Günlerden bir gün, etrafta gezinen ve kendisi için lezzetli bir yemek arayan köpek, nihayet büyük bir et parçası bulmuş. “Ah, ne muhteşem! Bu akşam için mükemmel bir ziyafet olacak,” diye düşünmüş ve eti ağzına almış.

Evine dönerken, yolunun üzerinde bir dere varmış. Dereyi geçmek için iki kıyı arasına konmuş bir kalas görünce, “İşte fırsat,” demiş ve kalasa adımını atmış. Tam kalasın ortasına geldiğinde, suyun yüzeyine bakınca ne görsün? Aynı et parçasını taşıyan başka bir köpek!

“Vay canına, o et daha da büyük görünüyor!” diye düşünmüş.

Gözleri parlamış, tüyleri diken diken olmuş. Kendi et parçasını korumak yerine, suyun içindeki ‘diğer köpek’in etini kapmak istemiş. Ancak işin aslı şu ki, o gördüğü etin kendi gölgesi olduğunu fark etmemiş.

Pek düşünmeden hızla karar vermiş ve kendini tutamayıp, ağzını açmış ve “Şimdi senin etin de benim olacak!” diye düşünerek, suya doğru atlamış. Ama o saniye ağzından et parçası düşüp, sulara gömülmüş. 

Gölgesinin peşinden gitmek için sırılsıklam olan köpek, zar zor kıyıya çıkmış artık akşam yemeği de yokmuş.
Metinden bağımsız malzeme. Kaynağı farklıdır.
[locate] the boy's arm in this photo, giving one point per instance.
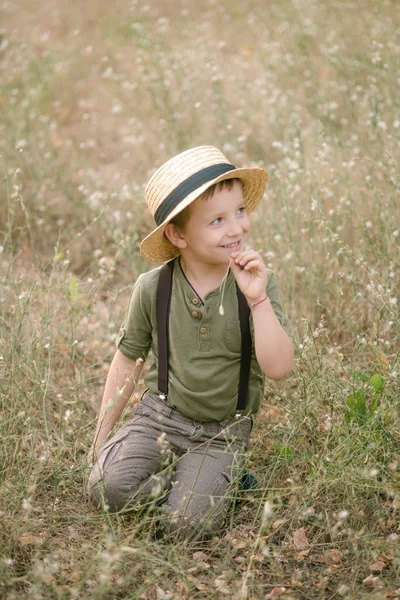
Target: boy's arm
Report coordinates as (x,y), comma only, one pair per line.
(274,351)
(121,381)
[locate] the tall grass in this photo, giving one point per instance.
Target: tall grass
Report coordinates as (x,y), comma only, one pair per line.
(92,100)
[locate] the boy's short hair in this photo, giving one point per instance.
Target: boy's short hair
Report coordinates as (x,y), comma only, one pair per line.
(227,184)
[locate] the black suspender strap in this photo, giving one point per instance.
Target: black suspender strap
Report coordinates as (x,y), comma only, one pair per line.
(245,359)
(163,304)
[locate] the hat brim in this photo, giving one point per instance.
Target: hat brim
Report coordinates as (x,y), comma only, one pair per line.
(156,247)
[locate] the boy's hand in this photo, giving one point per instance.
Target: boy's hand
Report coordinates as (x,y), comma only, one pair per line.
(250,273)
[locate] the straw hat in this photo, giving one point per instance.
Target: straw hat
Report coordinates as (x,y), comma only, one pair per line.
(179,181)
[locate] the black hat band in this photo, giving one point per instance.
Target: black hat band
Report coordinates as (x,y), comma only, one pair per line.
(186,187)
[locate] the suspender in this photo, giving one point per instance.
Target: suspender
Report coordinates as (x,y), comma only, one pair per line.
(163,304)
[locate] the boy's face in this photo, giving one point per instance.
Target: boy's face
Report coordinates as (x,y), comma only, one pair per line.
(215,227)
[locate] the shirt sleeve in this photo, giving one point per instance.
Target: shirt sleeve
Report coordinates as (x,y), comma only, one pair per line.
(272,291)
(134,338)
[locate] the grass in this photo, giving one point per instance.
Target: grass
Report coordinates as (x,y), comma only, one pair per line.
(91,102)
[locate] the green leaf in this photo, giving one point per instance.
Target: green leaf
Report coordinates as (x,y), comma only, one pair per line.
(377,383)
(283,451)
(357,375)
(356,403)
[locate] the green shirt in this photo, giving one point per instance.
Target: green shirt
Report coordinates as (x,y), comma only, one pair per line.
(204,346)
Bir şeye karar vermeden önce daha çok düşünmenin ve dikkatle gözlem yapmanın ne kadar önemli olduğunu o an anlamış.  “Ah, keşke bir kere daha düşünseydim, belki o zaman onun kendi gölgem olduğunu anlardım.” diye üzülmüş.

Bu masal bize, karar vermeden önce iyice düşünmemiz gerektiğini, aniden karar verip düşünmeden hareket edersek köpeğin suya düşmesi gibi hataya düşebileceğimizi öğretir. 

Tatlı köpek, o gün gölgesi sayesinde bu dersi öğrenerek, gelecekte daha dikkatli ve minnettar olmaya karar vermiş. Evine dönerken, bu sefer yolda bulduğu küçük bir kemikle yetinmiş, ama bir daha hiç düşünmeden hareket etmemiş. Masal da burada bitmiş.